4. In the US, where the banking sector has had increasingly large bailouts since the 1960s, first has a dotcom bubble, which bursts in 2002, and then housing bubble which starts in 1997 and pops in 2006. Robert Shiller tells Greenspan in 1996 that the Dotcom bubble is developing and is ignored, and Shiller tells Greenspan that a housing bubble is developing in 2004 and is ignored. Greenspan tells Shiller that Wall Street is diversifying risk, Shiller says it is concentrating risk. Shiller explains that housing bubbles are spread through the word-of-mouth explanation that global capitalism will keep house prices rising, and this idea started in California in the mid-1970s (against the backdrop of stagflation), replacing the old property bubbles which participants would explain using changes to regional factors like the building of a new railway line.
5. Now to the tiny UK. We have a second housing bubble since 1983, which is popped by the Americans, but the irony is that, as Shiller has it, it was in London in 1996 that not only the UK’s but the US’s housing bubble started, that global capitalism was off again to keep those housing prices always going up. So, in conclusion, it was all John Major’s fault.
6. The subprime crisis of August 2007 gives way to the credit cruch of 2008 as the shadow banking sector (which are those investment banks and hedge funds and alike) that were never regulated as banks but were doing the same lending function but with less capital reserves, shrivelled up and the remaining banks couldn’t make up for the loss in shadow bank lending.
7. Politicians and central bankers in the western world worry about inflation and government deficits and debts.
And the solution?
1. Push the inflation targets in the ECB, BoJ, BoE and the Fed up to 4-6% and do everything to hit it.

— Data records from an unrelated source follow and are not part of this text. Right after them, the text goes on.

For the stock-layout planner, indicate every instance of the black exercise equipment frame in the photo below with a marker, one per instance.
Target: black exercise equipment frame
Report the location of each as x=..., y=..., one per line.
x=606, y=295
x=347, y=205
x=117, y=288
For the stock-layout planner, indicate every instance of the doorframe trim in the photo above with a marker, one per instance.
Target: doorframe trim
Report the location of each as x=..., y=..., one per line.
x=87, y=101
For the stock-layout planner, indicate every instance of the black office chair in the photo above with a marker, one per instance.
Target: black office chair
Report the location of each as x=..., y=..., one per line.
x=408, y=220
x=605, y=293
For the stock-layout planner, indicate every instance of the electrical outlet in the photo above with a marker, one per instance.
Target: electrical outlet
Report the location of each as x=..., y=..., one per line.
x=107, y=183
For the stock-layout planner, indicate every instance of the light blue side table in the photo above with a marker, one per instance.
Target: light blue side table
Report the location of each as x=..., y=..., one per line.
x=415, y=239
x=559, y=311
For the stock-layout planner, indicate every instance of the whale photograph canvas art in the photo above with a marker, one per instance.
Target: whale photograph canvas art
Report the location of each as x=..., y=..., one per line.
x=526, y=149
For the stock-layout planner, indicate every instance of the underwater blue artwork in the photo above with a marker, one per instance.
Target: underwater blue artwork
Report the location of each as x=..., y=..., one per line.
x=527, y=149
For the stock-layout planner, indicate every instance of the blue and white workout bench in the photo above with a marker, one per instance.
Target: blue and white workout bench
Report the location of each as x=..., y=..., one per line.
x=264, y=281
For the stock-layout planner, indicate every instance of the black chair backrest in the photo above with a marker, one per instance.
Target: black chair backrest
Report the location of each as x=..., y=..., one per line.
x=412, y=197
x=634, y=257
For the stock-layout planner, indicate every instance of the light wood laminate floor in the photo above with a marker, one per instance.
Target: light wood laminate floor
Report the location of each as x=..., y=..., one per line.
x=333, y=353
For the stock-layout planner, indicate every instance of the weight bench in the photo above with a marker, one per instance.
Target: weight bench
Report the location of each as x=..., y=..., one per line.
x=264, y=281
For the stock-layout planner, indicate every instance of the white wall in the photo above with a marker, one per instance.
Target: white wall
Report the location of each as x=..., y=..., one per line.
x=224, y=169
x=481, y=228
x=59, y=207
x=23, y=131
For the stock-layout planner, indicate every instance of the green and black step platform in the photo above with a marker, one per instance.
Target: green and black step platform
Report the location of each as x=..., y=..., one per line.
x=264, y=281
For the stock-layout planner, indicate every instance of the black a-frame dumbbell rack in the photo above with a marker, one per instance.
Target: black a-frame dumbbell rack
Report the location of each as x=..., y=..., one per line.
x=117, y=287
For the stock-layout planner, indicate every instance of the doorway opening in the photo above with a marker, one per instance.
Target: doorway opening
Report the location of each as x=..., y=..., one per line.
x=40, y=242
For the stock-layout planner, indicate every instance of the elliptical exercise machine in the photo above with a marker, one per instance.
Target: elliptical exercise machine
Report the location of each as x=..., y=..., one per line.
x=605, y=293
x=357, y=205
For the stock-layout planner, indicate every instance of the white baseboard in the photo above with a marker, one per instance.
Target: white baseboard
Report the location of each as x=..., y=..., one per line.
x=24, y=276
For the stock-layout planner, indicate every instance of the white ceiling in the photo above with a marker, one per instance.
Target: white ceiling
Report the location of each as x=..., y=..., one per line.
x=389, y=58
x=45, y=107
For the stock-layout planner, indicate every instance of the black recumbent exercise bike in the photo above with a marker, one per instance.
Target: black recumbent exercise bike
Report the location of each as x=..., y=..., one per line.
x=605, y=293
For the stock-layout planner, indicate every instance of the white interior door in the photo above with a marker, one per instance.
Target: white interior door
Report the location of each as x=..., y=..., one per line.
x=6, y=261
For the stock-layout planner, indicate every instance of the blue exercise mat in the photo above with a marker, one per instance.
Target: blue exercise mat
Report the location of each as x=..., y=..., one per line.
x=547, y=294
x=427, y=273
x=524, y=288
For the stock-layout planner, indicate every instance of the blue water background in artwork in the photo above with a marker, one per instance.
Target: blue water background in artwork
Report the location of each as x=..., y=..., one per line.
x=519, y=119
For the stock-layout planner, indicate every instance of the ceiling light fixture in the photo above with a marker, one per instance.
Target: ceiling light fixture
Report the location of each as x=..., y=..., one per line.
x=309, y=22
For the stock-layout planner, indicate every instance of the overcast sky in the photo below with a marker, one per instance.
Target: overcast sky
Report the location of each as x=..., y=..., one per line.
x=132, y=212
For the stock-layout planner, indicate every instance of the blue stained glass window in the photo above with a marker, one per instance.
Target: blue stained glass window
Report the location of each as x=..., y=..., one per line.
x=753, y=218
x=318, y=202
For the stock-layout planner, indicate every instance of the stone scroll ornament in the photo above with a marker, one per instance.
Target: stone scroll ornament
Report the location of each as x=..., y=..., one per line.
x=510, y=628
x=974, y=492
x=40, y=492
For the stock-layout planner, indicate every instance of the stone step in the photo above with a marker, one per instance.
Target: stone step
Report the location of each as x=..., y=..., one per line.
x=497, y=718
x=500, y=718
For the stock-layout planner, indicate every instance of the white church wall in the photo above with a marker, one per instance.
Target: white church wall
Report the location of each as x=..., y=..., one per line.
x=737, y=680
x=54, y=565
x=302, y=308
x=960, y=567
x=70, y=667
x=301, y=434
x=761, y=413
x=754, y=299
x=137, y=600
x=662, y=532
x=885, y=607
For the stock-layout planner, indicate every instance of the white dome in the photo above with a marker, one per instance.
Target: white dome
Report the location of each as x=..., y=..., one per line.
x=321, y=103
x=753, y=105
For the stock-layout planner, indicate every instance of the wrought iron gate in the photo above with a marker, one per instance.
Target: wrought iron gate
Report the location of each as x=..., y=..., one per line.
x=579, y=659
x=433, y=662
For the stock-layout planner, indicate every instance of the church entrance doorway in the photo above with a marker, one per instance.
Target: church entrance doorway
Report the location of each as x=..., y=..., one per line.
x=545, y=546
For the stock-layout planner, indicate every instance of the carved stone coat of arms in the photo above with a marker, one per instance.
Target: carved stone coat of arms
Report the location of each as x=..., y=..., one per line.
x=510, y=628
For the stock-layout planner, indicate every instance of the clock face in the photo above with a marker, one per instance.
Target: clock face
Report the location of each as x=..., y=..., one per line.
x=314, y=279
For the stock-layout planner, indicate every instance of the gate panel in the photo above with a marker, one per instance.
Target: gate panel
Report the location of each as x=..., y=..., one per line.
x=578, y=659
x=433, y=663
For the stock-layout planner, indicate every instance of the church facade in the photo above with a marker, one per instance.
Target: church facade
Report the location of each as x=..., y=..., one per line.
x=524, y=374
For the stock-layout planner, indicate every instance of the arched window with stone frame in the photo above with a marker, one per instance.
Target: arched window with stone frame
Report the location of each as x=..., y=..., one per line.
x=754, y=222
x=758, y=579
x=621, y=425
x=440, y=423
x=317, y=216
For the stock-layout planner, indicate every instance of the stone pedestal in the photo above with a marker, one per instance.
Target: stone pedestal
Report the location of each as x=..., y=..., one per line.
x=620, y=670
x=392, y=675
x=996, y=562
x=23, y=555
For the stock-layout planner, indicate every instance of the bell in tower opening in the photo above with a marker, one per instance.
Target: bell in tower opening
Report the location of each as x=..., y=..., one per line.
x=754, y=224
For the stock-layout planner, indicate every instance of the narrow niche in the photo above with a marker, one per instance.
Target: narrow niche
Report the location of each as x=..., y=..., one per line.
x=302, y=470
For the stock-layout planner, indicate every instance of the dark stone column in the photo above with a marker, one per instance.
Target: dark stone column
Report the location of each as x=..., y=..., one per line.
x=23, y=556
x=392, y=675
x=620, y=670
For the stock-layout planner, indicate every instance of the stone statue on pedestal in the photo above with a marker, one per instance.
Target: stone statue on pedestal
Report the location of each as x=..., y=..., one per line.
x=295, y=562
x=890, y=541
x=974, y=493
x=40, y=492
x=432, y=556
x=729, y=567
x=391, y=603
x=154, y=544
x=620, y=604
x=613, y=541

2. Get a goverment fiscal stimulus from the countries that can borrow cheaply to make up for lost private spending: the UK, US, Japan, Germany, and France.
That is all.
NP3 seems to have got it about right. Those of you with a penchant for amateur dramatics might care to listen again to the Goat Bubble as narrated by Stephanie Flanders to get a fuller institutional picture; although I am not sure how they were able to clear the meat and bones from the runway as the differential increased. The americans still haven’t managed to do that yet in their mortgage market.
One could argue that ARM represents one major manufacturing company, although they manufacture intellectual property that is used worldwide rather than physical things.
To me, an interesting aspect of ARM is that the exploitation of ARM processors within the UK hardly figures at all. I wish I could figure out the reason for that.